The programs we developed hired gays, punks and Latinos. There was no overt or even covert religious agenda beyond the fact that the first shelter we opened used the basement of a Catholic Church for its location not for any theological reason but simply because the parish council donated that space to us for free. We helped develop first a city wide and ultimately a state wide coalition to advocate on behalf of homeless youth which lobbied for essential funding and updated attitudes toward youth in need. Those coalitions included Gay and Lesbian organizations, other Churches in addition to the Catholic Church, youth advocates in general, and groups concerned with the needs of immigrants. Before we started operating our shelter we were warned that it couldnt work those groups could not work together, but they did. The youth in particular always found that they had more in common than the differences that divided them.

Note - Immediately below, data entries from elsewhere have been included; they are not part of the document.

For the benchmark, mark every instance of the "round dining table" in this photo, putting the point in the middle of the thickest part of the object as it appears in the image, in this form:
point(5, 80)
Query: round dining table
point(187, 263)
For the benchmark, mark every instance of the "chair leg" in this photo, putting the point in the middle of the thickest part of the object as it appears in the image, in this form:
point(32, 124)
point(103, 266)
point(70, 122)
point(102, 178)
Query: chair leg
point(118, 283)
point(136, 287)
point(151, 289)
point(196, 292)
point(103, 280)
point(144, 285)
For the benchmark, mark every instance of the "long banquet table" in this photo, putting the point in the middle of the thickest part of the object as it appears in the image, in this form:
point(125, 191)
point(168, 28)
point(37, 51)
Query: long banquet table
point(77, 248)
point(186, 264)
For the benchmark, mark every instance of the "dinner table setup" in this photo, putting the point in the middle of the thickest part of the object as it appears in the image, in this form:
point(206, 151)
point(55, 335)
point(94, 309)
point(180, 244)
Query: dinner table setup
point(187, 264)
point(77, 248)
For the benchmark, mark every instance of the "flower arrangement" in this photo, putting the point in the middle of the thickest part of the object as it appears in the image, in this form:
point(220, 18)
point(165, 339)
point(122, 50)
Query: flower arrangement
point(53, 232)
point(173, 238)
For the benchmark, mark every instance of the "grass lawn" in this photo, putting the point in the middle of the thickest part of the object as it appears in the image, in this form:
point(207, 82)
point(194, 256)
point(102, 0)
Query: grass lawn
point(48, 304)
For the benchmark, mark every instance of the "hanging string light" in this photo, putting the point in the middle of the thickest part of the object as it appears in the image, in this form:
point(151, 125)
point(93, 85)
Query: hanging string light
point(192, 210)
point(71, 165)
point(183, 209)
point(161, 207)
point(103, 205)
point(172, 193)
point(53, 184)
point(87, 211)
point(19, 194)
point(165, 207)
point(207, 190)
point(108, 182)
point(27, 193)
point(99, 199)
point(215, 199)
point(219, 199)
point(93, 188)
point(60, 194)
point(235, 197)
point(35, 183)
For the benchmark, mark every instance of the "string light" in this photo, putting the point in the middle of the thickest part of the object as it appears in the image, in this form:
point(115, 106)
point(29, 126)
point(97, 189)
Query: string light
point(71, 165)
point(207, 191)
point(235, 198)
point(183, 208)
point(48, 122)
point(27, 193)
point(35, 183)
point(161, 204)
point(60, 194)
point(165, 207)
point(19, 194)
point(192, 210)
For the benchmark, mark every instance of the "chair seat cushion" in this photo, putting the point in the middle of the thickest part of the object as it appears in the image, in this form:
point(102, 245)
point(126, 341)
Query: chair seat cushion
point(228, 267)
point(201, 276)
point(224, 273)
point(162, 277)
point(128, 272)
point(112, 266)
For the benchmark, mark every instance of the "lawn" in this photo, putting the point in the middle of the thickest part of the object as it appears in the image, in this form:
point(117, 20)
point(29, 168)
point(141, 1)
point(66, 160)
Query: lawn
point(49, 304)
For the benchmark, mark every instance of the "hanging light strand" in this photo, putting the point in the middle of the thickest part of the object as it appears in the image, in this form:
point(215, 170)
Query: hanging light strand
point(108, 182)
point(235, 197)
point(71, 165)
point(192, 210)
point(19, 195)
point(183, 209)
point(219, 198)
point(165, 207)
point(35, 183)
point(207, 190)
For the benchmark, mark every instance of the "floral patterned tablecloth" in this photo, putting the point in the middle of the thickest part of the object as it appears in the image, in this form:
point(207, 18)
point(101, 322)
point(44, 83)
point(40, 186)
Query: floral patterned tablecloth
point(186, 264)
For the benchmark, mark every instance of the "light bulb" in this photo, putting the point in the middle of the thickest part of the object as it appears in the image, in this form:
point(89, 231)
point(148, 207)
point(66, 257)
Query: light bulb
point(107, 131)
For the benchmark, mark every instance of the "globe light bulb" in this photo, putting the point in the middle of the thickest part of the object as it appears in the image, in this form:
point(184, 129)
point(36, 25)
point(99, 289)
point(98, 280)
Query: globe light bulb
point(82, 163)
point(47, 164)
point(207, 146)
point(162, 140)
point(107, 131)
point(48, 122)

To say I that I was a lapsed Catholic at the time I worked for Catholic Charities way overstates any connection to Catholicism that I ever had. I had a Grandmother who wanted my company in Church on Sundays for a couple of years my parents never went and they taught me no religion. I became confirmed as a Catholic rather late, as a teenager, only so the Church would let me have a role as an usher at my older Sisters wedding inside a Catholic Church. That was all in the early to mid sixties and I had nothing to do with Catholicism after that until I worked for Catholic Charities in the 80's, and I havent since that time.
I can not begin to defend the Catholic Church on a wide range of issues, but I do know from personal experience that some wonderful people in this world are Catholics, and that the Church at times has worked for what I consider Good, as well as for what I consider Evil. Both for me come in and out of focus.